それゆえに図らずも「創刊の辞」は創刊号の「魔女特集」の内容紹介ともなっていて、さらに紀田は江戸川乱歩の怪奇小説をめぐって、「人でなしの世界」を寄せている。また荒俣は編として「世界幻想文学作家名鑑」、同じくこれも連載のジャーク・カゾットの『悪魔の恋』(渡辺一夫、平岡昇訳)も始まっている。ちなみに前者は国書刊行会の『世界幻想作家辞典』、後者は『世界幻想文学大系』の第1巻として刊行されることになる。
『幻想と怪奇』創刊に至る経緯と事情は、紀田順一郎の『幻想と怪奇の時代』(松籟社、2007年)で語られている。それによれば、紀田は早くから幻想怪奇小説専門誌を出したいと思っていたが、1972年初秋、神田神保町の三崎書房からオファーが出され、タイトルは『幻想と怪奇』、販売部数は1万部以上で、優秀な専従編集者をつけてもらうことになった。それが創刊号の編集兼発行人早川佳克だとわかる。創刊号は1万部がすぐに売り切れ、そのことで荒俣の他に瀬戸川猛資や鏡明も編集同人に加わることになったのだが、三崎書房から第2号以降は『幻想と怪奇』の専門の小出版社から出したいという提案が出された。紀田はその社名を歳月社としたけれど、その新社長は照井彦兵衛といって、かつての『チャタレイ夫人の恋人』の版元小山書店の役員だったのである。

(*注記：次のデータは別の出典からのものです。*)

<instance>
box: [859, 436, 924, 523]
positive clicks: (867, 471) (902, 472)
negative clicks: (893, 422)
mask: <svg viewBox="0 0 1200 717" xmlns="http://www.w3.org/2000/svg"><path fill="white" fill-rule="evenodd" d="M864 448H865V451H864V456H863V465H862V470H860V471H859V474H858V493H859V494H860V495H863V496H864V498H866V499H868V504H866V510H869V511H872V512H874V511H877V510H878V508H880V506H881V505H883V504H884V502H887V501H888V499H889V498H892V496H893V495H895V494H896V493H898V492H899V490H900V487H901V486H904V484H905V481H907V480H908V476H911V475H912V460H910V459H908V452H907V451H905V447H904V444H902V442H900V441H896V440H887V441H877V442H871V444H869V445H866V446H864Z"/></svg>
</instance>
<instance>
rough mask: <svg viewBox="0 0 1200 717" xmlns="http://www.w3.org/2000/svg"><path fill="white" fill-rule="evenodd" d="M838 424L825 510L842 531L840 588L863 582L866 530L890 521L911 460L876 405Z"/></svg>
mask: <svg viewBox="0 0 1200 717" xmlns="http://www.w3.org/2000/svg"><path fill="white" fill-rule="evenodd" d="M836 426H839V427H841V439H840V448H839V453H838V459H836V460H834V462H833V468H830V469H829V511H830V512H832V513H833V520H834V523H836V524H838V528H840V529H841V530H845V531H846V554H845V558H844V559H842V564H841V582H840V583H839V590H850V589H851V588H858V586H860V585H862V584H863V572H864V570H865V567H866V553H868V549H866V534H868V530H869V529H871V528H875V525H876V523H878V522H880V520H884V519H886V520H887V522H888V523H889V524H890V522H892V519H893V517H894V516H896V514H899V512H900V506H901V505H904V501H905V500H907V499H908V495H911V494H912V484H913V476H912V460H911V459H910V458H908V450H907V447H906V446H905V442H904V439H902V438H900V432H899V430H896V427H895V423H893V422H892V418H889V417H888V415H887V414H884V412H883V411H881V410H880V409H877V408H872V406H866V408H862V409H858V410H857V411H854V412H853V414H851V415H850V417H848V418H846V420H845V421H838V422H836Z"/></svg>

しかし小出版社ゆえに広告も打てないし、内容も大衆受けするものではなく、部数はじり貧となり、隔月刊としてページ数を減少し、長編の訳載はできなくなり、初期の同人も去り、編集者も交代したが、焼け石に水で、ついに12号でお手上げとなり、『幻想と怪奇』は2年足らずの生命であった。
この雑誌の挫折は紀田を意気阻喪させたけれど、経験的にエンターテインメント路線はたちまち消費されてしまうことに気づいていたので、さらなる異端性をめざす「もう一つの文学全集」の企画、すなわち『世界幻想文学大系』の原型となる書目リスト「世界怪奇幻想文学大系」全37巻に向かったのである。そして紀田はこの企画を手にして出版社回りを始め、それは大手出版社を含め、十社以上に及んだという。
その「最後ヤケ半分」で訪問したのが図書刊行会で、佐藤社長はその企画書に目を通すや、こともなげに「いつからやれますか(中略)うちは即決なんだから。もう翻訳はできているんでしょうね(中着)じゃ、やってください」。それを受けて紀田は書いている。
私は編集者を一人入れるよう約束してもらうと、急な階段をころげ落ちんばかりに駆け下りた。ぐずぐずしていると、社長の気が変わるかもしれないと思ったからだ。編集者というのは、雑誌「幻想と怪奇」の末期に後任として現れた鈴木宏(現水声社代表)である。翻訳出版物の編集に関しては、非常に有能な人だった。このころは私にしても荒俣宏にしても多忙をきわめ、(中略)編集作業に従うことは時間的に不可能だった。その後の数年間、個性の強い訳者、執筆者をなだめすかしながら、裏方としてこの出版を支えてくれた鈴木宏の労を多としなければならない。
ようやくここにきて、鈴木宏が登場することになったのである。